ANALISIS MATERIAL FLOW SAMPAH SAYURAN AKIBAT AKTIVITAS PERTANIAN (STUDI KASUS: KOTA BANDUNG)

Oleh   FARUQ NEJARIDWANA (NIM: 25312314)
Kontributor / Dosen Pembimbing : Pembimbing : Dr. Ir. Tri Padmi Damanhuri ; Dr. Benno Rahardyan, ST, MT
Jenis Koleksi : Anggota
Penerbit :
Fakultas :
Subjek :
Kata Kunci : Material flow analysis, sampah, sayuran, kehilangan pasca panen ; material flow analysis, waste, vegetables, post harvest losses
Sumber :
Staf Input/Edit : hidayat  
File : 11 file
Tanggal Input : 2018-10-25 10:07:18

Abstrak: Material Flow Analysis (MFA) digunakan untuk menghitung jumlah sayuran yang masuk ke Kota Bandung dan menjadi sampah di setiap rantai transaksi; dari mulai kebun, supplier, pasar induk, pedagang eceran hingga dikonsumsi dan akhirnya dari setiap sub sistem sampah sayuran terkumpul di TPA. Besarnya jumlah sampah sayuran yang dihasilkan dari proses sortasi menyebabkan munculnya sebuah gagasan dari Walikota Bandung untuk menerapkan kebijakan sayuran tanpa kulit sebelum masuk ke Kota Bandung.

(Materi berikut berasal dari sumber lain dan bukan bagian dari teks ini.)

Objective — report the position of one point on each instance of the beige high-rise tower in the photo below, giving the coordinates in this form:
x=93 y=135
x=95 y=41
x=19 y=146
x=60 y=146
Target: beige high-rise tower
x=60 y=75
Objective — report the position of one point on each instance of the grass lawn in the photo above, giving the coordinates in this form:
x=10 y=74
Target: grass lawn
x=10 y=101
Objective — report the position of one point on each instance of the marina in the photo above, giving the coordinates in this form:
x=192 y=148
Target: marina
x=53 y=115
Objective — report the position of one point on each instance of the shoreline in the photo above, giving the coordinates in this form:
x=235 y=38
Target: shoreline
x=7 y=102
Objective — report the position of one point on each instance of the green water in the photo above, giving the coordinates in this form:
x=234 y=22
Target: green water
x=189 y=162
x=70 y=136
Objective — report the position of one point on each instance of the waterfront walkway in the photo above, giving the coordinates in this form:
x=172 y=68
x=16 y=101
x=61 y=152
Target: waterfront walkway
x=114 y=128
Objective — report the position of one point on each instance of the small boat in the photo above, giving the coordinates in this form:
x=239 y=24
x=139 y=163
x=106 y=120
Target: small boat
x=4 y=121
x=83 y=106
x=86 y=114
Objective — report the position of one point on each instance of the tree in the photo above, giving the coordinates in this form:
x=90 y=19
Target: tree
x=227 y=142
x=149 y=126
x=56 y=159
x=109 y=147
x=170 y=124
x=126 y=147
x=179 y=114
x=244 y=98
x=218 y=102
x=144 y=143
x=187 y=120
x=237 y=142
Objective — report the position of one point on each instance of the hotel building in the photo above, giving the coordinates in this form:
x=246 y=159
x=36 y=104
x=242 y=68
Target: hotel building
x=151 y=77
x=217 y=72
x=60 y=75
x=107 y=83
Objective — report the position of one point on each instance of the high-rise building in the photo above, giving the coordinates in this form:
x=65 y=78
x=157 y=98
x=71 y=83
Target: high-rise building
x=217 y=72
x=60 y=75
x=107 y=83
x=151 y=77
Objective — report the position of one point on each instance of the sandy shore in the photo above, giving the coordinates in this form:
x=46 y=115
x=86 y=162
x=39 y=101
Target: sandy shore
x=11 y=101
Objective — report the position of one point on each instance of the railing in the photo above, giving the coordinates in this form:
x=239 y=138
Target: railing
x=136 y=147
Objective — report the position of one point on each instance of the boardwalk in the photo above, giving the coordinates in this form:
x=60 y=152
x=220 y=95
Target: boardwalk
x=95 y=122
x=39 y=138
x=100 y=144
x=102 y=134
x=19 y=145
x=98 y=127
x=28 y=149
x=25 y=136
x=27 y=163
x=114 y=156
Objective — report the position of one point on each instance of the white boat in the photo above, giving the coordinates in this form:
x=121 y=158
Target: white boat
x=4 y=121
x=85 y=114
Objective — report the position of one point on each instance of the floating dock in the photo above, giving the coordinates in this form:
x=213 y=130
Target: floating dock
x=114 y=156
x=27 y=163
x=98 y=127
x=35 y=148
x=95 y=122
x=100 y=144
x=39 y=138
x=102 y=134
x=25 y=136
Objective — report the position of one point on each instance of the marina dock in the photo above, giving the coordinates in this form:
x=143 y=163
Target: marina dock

Boundary dari aliran masa dalam penelitian ini adalah Kota Bandung dan unit fungsional yang digunakan adalah satuan berat (ton). Data input yang digunakan dalam penelitian ini adalah data jumlah sayuran yang masuk ke Kota Bandung yang dihitung berdasarkan tingkat konsumsi sayuran per kapita penduduk Indonesia yang disesuaikan dengan jumlah penduduk Kota Bandung dan jumlah penduduk di sekitar Kota Bandung yang memperoleh distribusi sayuran dari pasar induk di Kota Bandung. Persentase sampah yang dihasilkan di setiap rantai transaksi diperoleh berdasarkan pengamatan dan percobaan langsung di lapangan, percobaan secara artifisial di tingkat rumah tangga dan wawancara langsung dengan pelaku distribusi. Output yang dihasilkan adalah jumlah sampah sayuran di setiap rantai transaksi sayuran di Kota Bandung, baik melalui pasar swalayan maupun pasar tradisional. Dari hasil analisis dapat diketahui bahwa jumlah sampah sayuran yang dihasilkan di Kota Bandung adalah 1.252,38 ton/minggu atau 9,54% dari 13.126,02 ton sampah yang dihasilkan di Kota Bandung setiap minggu.